Ulusumuzun parlak geleceği olan bu insanların durumlarını, bir kez daha altını çizerek yinelemekte fayda var.
Kötü bir kabus gibi kötü yaşanmışlıkları bir kere daha yinelemenin bir anlamı yok belki. Üstelik de tarımla ilgili yazı yazılması gereken bu köşede. Ama aklınızın bir yerinde daha henüz çocuk olan bu gencecik insanların yazılmış algılarını, acı yaşamlarını, içinde bulunduğumuz acımasız çağın insan tanımaz yaklaşımları ile sentez oluşturma duygusu varsa hisleriniz galip geliyor elbet.
Özellikle toplumsal erozyona uğramış ülkelerde duyardık, okurduk bunları. Ülkemiz metropollerinde de sosyal değerlerin karıştığı bölgelerdeki okullarda yaşanmıştı benzer olaylar. Belki sizin, benim ve hatta bu yazıyı okuma durumundaki hiç kimsenin çocuğu, kontrolün pek sağlamadığı okulullara gitmiyor olabilir. Fakat bu acı olaylardan etkilenmemeyi ve toplumsal ahenkteki dalgalanmaları görmemeyi gerektirmez.

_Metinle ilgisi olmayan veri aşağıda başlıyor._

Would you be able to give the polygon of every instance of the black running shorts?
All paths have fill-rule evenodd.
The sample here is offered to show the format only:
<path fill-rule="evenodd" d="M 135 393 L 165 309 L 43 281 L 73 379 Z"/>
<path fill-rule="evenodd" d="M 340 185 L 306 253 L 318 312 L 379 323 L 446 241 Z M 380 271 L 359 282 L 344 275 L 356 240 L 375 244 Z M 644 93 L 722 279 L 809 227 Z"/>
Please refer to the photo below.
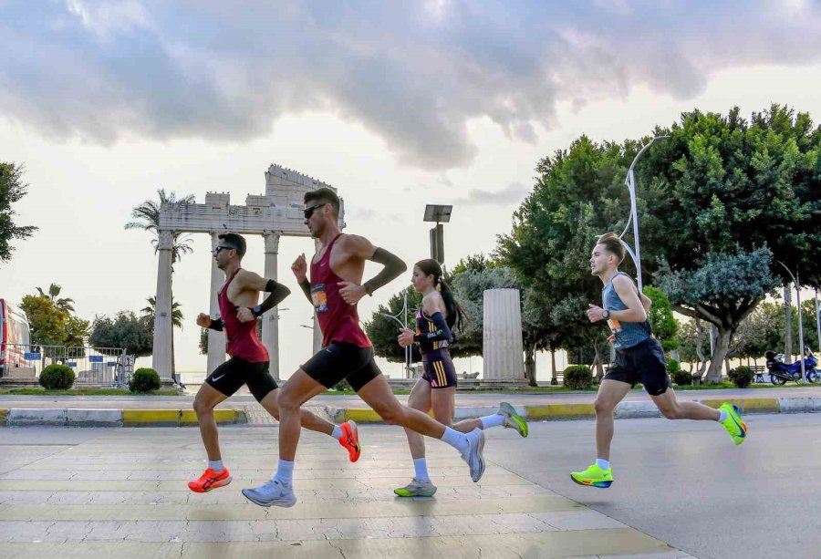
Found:
<path fill-rule="evenodd" d="M 631 387 L 640 382 L 650 396 L 660 396 L 672 386 L 664 350 L 655 337 L 627 349 L 617 349 L 616 361 L 608 369 L 605 380 L 627 382 Z"/>
<path fill-rule="evenodd" d="M 213 369 L 205 382 L 225 396 L 231 396 L 244 384 L 247 385 L 258 402 L 278 388 L 268 371 L 267 361 L 252 363 L 239 357 L 231 357 Z"/>
<path fill-rule="evenodd" d="M 431 383 L 431 388 L 456 388 L 456 367 L 447 349 L 422 354 L 422 378 Z"/>
<path fill-rule="evenodd" d="M 348 342 L 331 342 L 303 365 L 302 370 L 327 388 L 345 378 L 357 392 L 382 374 L 373 360 L 373 347 Z"/>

Sözüm ona “karşı devrim” olan 1950’den sonra her on yılda bir gelen demokrasinin malum anlayışın uzantısıyla ara verdirilmesi, özellikle 1980 sonrası sosyo-ekonomik çöküntüyle birlikte 2000’lerden itibaren ülkemizde iyiden kasıp kavuran neo-liberal muhafazakar akımların yansıması, içinde bulunduğumuz toplumsal yapıyı ortaya çıkardı. Duyarsız, adam sendeci, kendi gemisini yüzdürmekten öte kaygı taşımayan, kuşkulanmayan, destekli eleştiremeyen, köşe dönmeci, bir koyup bilmem kaç alarak birbirini kazıklama çizgisindeki bir toplumsal anlayış.

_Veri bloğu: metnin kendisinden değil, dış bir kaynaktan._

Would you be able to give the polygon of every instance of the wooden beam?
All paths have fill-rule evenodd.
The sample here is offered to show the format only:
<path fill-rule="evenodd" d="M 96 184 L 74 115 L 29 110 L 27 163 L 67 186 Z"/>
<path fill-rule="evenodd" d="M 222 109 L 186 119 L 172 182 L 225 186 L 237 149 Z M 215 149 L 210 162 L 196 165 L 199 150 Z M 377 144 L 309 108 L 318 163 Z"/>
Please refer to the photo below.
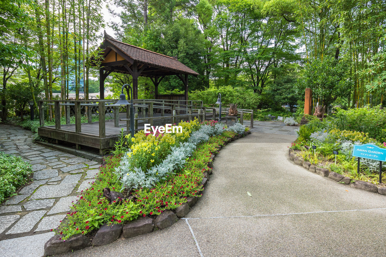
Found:
<path fill-rule="evenodd" d="M 130 69 L 130 67 L 129 66 L 129 65 L 127 64 L 124 64 L 124 67 L 126 68 L 126 69 L 127 70 L 127 71 L 130 73 L 130 75 L 133 76 L 133 71 Z"/>
<path fill-rule="evenodd" d="M 119 66 L 120 65 L 123 65 L 125 64 L 127 64 L 127 63 L 129 63 L 129 62 L 126 60 L 124 60 L 123 61 L 117 61 L 115 62 L 103 63 L 101 63 L 100 64 L 100 66 L 103 67 Z"/>
<path fill-rule="evenodd" d="M 141 73 L 142 73 L 142 71 L 144 69 L 145 69 L 145 68 L 146 68 L 147 67 L 147 66 L 146 66 L 146 65 L 142 65 L 142 67 L 139 69 L 139 71 L 138 71 L 138 76 L 139 76 L 141 75 Z"/>
<path fill-rule="evenodd" d="M 105 43 L 106 43 L 105 45 L 111 48 L 111 49 L 115 52 L 118 53 L 119 55 L 122 56 L 122 57 L 124 58 L 129 63 L 132 64 L 134 63 L 134 61 L 132 58 L 131 58 L 131 57 L 130 57 L 126 54 L 125 54 L 119 49 L 116 47 L 115 46 L 113 45 L 113 44 L 107 41 L 105 41 Z"/>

Ve bu yapıya uygun oluşan, görsel-yazılı medya ile onların popülist icraatları. 1985’ten sonra liberal ekonomiyle birlikte çoğalan ahlak ve erdem tanımaz özel TV kanalları, asli görevi toplumu haberdar edip bilgilendirmek iken tava tencere dağıtmayı asıl görevi gibi algılayan Türk burjuvasinin kuponcu gazeteleri, 2005’ten itibaren ise iktidar şakşakcılığına soyundular. Resmi pastadan pay alabilmek için ortada yanan ateşi daha da körüklediler…

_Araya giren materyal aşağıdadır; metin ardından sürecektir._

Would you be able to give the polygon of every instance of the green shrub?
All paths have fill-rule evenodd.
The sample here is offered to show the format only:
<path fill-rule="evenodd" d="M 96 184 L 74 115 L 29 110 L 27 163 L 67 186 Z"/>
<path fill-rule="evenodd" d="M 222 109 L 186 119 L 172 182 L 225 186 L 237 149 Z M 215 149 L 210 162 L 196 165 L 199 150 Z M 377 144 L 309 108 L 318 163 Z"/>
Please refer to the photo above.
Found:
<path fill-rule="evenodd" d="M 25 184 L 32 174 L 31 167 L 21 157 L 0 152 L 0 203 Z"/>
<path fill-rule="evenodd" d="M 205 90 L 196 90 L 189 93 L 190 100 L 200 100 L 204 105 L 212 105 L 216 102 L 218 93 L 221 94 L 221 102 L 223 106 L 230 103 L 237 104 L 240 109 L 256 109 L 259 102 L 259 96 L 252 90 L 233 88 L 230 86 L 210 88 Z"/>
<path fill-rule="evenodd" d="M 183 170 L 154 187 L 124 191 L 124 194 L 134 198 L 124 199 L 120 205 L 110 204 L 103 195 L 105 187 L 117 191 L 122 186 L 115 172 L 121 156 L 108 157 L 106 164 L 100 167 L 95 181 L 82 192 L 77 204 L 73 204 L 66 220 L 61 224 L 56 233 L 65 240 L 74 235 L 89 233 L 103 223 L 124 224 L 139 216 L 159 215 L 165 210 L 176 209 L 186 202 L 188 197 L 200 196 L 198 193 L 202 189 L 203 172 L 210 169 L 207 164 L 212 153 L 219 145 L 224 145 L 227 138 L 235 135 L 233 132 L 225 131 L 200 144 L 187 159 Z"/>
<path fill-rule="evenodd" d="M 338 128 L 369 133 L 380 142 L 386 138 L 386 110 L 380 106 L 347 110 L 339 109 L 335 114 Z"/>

Toplumsal çöküntümüz, daha derinlere doğru kaydı. Ebeveyn yetersizlikleri üzerine çocuklarınınki eklendi. Eğitime, öğretmenlere, öğretim görevlilerine verilmesi gereken emek ve para; illegal kamu ihaleleri, hortumlamalar ile “göbekli zübük”lere aktarıldı.
“Prime time” yani TV’nin en çok izlendiği saatlerde toplumsal hastalığımız olan feodal yaşantı özlemimizin belirtisi olarak ortaya çıkan; zengin, yakışıklı, asil, vuran, kıran ama hem ağlayıp hem de seven elleri tabancalı bilmem kim ağaların yaşantılarını anlatan diziler, tüm kanalları kapladı. Ya da magazin programlarında topuktan vurulmalar. Yüksek sosyetenin eğlenceleri, giyimleri ve aşkları. Bunlar, holding medyasının gazetelerinde sürmanşetten de duyruldu.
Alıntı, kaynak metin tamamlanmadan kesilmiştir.